I’m sure you all know about the black box records in planes that record information about how systems on the plane are performing, including the human system better known as the pilot. When a plane has any type of malfunction ranging from minor items such as bad indicator lights to crashes, the first thing that the airline wants to recover after dealing with the passengers is the black box recorder. (Yes, I just got done reading AirFrame by Michael Crichton. An excellent book as always from Michael.)
But did you know you may have a black box recorder in your car? If you bought a new car this year, you have about a 96% chance of already having a black box installed in your vehicle. Considering the high percentage of new vehicles that already have this device installed, I have to wonder if the National Highway Traffic Safety Administration (NHTSA) has nothing better to do than to draft a new ruling that would require these black box devices (which they call EDRs or Event Data Recorders) to be installed in all new vehicles by fall of 2014. Does that extra 4% really justifies additional interference by a government agency? Or is there something else going on?

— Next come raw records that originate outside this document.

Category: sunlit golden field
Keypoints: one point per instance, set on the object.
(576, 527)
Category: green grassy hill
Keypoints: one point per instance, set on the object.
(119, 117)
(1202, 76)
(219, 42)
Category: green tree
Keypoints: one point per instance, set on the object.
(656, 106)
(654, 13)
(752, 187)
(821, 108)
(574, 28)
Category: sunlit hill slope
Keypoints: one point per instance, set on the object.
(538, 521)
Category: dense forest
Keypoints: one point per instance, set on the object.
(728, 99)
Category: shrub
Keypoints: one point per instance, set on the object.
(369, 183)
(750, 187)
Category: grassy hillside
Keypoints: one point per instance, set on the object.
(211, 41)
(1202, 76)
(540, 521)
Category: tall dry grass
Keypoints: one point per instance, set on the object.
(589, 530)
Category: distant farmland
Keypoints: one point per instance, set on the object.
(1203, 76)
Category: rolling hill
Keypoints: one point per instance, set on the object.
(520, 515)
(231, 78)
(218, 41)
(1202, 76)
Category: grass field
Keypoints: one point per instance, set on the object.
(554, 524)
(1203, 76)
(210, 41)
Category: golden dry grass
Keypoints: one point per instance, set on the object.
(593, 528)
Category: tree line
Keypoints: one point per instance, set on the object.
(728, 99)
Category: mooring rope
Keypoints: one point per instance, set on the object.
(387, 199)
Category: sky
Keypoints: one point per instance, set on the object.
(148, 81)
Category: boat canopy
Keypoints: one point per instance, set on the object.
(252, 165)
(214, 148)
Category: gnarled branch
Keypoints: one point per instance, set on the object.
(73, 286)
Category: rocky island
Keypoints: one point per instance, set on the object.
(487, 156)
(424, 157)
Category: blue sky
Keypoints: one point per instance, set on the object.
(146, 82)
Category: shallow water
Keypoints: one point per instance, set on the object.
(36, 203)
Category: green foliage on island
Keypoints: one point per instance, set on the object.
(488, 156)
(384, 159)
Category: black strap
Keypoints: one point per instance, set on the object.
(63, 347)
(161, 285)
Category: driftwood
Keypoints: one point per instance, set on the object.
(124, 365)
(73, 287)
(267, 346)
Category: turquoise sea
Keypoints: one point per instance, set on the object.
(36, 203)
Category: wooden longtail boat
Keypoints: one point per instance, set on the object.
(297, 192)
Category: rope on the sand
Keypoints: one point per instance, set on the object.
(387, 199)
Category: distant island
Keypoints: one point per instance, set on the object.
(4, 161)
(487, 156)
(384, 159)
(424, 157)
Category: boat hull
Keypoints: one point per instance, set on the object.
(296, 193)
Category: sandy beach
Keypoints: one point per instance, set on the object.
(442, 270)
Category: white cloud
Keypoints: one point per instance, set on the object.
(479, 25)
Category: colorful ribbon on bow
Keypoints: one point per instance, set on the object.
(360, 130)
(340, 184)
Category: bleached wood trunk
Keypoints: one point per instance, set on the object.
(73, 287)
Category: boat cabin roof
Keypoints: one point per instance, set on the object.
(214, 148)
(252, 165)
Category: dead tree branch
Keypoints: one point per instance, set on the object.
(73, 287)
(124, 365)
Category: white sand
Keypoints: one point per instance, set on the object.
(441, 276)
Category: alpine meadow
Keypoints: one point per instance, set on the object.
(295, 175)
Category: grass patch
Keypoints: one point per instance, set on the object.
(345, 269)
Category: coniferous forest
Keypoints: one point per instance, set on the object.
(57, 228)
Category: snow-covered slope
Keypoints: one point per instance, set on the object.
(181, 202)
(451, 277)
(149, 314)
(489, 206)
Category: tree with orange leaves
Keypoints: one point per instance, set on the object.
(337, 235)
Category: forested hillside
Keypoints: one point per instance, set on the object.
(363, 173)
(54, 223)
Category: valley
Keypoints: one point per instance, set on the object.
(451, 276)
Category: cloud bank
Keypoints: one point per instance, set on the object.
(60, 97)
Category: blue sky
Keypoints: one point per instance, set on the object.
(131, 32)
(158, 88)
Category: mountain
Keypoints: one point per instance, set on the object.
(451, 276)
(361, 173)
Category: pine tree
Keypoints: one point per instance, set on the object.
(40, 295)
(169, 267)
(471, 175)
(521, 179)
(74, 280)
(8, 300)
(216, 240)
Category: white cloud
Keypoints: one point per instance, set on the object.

A lot of people are afraid that these devices could be used to monitor their driving all of the time and use it as a condition to obtaining or renewing their auto insurance. Others may be afraid that the government is requiring these devices as a first step to track where you are and where you have been. Still others are afraid that it will be linked to some kind of tax that will be levied on you based on the number of miles that you drive your car and perhaps when and when you drive it. Think of it as an opportunity tax on your ability to drive.
Of course the proponents say that the device is very limited and can only record a few seconds before and during a vehicle crash. They imply that it is not in a continuous record mode and even if it were, it could not record more than a dozen seconds or so every dozen seconds or so, it starts at the beginning of the memory range to write over it with new data. The proponents also say that the information collected during crashes could help the manufacturers better monitor the deployment of airbags and other safety devices in cars during real crashes. I guess test car crashes have become too expensive so we are the new crash dummies to provide them with data. They also try to assure those lobbying against these devices that they do not record conversations or the location of the vehicle.
While some states have already moved to insure the privacy of this data making it the property of the car owner and requiring the car owner to consent to it being used, it would seem that these devices are on a slippery slope. As with all new technology, the benefits must be weighed against the risks. In Spiderman, there is a quote, ‘With great power comes great responsibility.’ Well, maybe Stan Lee did not originate the quote and maybe it has been misquoted. FDR had written in a speech that he never gave because he died the day before he was suppose to give it saying, ‘Today we have learned in the agony of war that great power involves great responsibility.’ There is also a quote in the Bible attributed to Jesus that said, ‘To whom much as been given, much will be expected.’
It seems that variations on that warning about power or authority goes back thousands of years. Perhaps the reason why that is so lies in the fact that it is so often violated. The ‘misuse of power’ or the quote that ‘power has gone to his head’ or ‘ power corrupts and absolute power corrupts absolutely’ also rings through the ages. I suppose you could even say that the Emperor in the Star Wars saga is an example of absolute power corrupting absolutely.
So what does that have to do with a black box in your car. Perhaps nothing. Perhaps everything. Like the laws in this country that are changed subtly over time by individual case judgments that slowly change the original intent of the law, you could see a slow change over time to the recording capabilities of these black boxes. Each change will be proposed as absolutely sensible and for a good cause. However, taken as a whole, it could change our relationships with our automobiles. Will these devices in the future take over control of the vehicle if they sense a pending crash? Will they be able to sense then the driver is not paying attention to the road because they are falling asleep or are too busy texting and begin reducing the speed of the vehicle? Will they act to save lives or will they simply tattle on us to some central data collection system kept in the deep vaults under Area 51 where the aliens use to be kept? Or are the aliens the ones wanting to collect the data in the first place? Hmmm… Wait there may be an idea for a science fiction book here. Got to go.